Há quatro anos «Attenberg» representara uma belíssima surpresa sobre o novo cinema grego.
Se dele guardava as belíssimas imagens dos filmes de Théo Angelopoulos, o de Athina Rachel Tsangari veio demonstrar que a passagem de testemunho estava devidamente assegurada, mesmo que num tipo de cinema muito diferente do antecessor. Onde neste havia o reequacionamento do passado, Athina propunha um cinema capaz de refletir inteligentemente o presente.
Ele está bem em evidência neste novo título - «Chevalier» - que é o nome de um anel, que seis amigos disputam ao viajarem num iate luxuoso ao longo da costa grega, enquanto comparam os desempenhos uns dos outros nos mais diversos e ridículos desafios: como se sentam à mesa, quem tem melhores dentes, com que rapidez conseguem montar uma prateleira, qual o nível de educação, que tipo de roupa interior usam, quem é mais viril, etc.

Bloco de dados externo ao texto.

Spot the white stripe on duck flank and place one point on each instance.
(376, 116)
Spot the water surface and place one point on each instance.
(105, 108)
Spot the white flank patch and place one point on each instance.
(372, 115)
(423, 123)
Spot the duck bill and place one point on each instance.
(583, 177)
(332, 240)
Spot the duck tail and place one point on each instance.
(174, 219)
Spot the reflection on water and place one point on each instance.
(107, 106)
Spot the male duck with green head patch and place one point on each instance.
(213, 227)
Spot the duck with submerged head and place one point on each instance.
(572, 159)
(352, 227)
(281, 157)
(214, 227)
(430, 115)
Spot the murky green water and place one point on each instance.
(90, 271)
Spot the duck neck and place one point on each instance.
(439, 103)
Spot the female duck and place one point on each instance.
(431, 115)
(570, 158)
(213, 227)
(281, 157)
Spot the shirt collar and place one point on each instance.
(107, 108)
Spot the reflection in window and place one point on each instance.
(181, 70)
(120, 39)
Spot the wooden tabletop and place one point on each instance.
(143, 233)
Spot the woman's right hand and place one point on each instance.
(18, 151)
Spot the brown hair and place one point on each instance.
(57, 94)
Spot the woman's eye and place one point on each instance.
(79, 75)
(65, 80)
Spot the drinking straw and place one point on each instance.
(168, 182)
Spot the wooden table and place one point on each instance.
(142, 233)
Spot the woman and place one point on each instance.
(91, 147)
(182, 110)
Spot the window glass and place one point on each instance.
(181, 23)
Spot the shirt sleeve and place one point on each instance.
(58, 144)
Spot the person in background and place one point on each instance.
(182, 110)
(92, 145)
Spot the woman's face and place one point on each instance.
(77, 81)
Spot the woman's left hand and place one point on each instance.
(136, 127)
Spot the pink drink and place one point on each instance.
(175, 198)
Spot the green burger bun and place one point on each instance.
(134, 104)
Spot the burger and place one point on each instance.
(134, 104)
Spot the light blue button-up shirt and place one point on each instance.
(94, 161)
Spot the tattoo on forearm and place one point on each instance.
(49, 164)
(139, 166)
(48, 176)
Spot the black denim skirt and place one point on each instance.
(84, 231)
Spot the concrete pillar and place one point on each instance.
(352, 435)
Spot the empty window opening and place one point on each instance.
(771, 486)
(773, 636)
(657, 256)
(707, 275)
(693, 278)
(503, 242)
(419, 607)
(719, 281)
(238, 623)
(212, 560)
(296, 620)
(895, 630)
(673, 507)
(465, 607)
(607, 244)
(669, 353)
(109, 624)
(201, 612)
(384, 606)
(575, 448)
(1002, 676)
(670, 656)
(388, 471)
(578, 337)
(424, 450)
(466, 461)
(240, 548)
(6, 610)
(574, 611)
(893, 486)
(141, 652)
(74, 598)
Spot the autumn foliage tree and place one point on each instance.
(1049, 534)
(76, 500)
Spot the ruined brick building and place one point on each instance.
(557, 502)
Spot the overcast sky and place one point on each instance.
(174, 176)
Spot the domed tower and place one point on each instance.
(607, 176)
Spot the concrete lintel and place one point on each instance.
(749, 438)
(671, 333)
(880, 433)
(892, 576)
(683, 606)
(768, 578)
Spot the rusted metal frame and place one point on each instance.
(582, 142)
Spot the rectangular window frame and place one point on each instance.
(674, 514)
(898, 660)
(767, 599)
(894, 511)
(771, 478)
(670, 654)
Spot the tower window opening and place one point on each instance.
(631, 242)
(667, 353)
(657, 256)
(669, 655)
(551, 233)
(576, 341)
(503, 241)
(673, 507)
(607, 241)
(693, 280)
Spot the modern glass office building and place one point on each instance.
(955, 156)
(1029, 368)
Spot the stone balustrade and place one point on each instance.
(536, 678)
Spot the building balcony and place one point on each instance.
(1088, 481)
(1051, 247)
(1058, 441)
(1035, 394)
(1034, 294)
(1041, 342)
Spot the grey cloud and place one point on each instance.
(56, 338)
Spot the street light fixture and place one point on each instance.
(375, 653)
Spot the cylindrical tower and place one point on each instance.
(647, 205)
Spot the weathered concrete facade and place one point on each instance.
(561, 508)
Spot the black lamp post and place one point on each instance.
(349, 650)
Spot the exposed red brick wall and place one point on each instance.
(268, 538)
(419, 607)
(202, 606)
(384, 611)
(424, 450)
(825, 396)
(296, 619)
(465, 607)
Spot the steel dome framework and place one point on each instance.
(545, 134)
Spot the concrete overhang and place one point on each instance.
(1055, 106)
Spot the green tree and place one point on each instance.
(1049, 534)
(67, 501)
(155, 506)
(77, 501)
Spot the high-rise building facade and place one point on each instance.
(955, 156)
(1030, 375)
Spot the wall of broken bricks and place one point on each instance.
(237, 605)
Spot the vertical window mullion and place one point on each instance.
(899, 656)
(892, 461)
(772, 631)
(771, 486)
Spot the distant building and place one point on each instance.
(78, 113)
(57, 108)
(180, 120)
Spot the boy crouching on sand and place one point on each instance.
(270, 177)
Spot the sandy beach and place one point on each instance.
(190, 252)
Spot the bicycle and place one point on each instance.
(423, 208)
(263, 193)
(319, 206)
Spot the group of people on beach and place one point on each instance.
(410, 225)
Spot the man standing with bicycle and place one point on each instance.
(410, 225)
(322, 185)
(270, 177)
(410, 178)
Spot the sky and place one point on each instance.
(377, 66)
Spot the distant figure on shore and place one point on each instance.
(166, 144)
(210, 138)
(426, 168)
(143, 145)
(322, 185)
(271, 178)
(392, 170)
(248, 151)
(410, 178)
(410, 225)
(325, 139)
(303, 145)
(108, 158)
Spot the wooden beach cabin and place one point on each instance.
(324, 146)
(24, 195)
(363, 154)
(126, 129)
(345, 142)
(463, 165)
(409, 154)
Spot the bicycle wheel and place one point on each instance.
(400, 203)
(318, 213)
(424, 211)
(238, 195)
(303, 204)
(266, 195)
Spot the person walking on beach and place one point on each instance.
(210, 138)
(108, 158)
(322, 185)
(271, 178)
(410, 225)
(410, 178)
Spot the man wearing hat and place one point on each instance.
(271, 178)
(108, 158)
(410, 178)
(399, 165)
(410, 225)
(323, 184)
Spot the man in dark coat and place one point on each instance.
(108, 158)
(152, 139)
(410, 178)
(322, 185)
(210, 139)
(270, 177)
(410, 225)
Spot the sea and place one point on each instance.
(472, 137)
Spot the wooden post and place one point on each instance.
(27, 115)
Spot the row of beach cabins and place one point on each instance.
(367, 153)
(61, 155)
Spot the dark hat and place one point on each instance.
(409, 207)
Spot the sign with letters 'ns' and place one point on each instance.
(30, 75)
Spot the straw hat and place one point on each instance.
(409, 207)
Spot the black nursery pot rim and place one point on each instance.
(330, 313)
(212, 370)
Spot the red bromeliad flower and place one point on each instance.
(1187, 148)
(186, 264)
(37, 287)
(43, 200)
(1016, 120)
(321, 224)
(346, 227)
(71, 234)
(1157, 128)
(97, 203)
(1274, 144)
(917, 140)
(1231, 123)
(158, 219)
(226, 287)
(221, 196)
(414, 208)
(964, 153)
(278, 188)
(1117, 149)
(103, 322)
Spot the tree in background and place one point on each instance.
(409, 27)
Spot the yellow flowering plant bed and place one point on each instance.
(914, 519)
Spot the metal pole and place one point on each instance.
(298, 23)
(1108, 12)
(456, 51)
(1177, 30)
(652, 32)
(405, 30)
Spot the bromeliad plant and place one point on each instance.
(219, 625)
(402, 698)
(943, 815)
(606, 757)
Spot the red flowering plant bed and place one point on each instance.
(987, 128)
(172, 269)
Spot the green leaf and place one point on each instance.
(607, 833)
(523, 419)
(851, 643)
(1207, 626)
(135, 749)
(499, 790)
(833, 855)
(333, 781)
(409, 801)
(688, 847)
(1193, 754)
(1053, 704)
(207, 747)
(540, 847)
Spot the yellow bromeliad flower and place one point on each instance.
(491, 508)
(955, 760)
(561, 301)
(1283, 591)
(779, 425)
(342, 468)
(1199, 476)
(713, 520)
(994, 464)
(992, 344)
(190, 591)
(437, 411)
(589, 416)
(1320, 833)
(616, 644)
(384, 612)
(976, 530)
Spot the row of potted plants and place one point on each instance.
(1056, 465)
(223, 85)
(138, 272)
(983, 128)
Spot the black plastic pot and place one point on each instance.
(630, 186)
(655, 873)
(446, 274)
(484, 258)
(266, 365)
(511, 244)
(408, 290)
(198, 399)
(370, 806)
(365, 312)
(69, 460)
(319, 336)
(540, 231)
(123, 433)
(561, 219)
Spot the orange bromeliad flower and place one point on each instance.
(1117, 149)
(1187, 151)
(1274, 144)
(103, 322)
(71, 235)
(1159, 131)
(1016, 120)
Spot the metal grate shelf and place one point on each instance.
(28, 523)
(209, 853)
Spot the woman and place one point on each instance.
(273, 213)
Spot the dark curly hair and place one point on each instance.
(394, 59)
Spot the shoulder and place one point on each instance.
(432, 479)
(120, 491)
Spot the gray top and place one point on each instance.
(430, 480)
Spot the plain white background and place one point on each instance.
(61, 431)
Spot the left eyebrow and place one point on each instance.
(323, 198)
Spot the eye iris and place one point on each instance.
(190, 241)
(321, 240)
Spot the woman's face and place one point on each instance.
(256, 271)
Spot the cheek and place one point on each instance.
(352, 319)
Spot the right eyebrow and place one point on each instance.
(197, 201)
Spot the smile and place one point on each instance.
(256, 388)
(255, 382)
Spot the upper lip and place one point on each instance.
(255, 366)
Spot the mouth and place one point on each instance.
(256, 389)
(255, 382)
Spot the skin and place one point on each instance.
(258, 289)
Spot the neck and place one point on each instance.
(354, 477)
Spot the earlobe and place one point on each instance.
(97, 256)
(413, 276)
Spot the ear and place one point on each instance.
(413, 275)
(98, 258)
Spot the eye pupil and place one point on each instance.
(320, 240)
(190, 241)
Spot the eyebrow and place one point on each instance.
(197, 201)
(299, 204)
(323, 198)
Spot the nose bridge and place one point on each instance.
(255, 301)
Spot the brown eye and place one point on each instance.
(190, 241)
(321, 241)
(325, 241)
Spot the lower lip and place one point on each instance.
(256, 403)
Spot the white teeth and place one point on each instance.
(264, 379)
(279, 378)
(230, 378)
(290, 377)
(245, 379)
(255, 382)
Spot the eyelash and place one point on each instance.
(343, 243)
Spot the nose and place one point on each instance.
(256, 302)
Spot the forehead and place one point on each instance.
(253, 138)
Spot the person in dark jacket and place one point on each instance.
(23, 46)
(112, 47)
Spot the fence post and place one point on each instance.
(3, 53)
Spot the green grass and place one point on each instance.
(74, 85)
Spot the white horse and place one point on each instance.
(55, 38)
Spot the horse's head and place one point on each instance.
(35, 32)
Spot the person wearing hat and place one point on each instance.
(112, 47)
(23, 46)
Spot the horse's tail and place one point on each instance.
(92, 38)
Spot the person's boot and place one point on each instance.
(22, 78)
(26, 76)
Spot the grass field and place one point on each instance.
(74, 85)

Estamos, pois, num microcosmos revelador de uma sociedade em que todos competem entre si e se avaliam. Por isso fazem-se acompanhar de blocos onde vão anotando os desempenhos comprometedores dos adversários.
E, porque estamos numa sociedade dividida entre a classe dos que tudo possuem e os que só estão destinados a servi-los, estes últimos vão comentando as vicissitudes dos sucessivos desafios.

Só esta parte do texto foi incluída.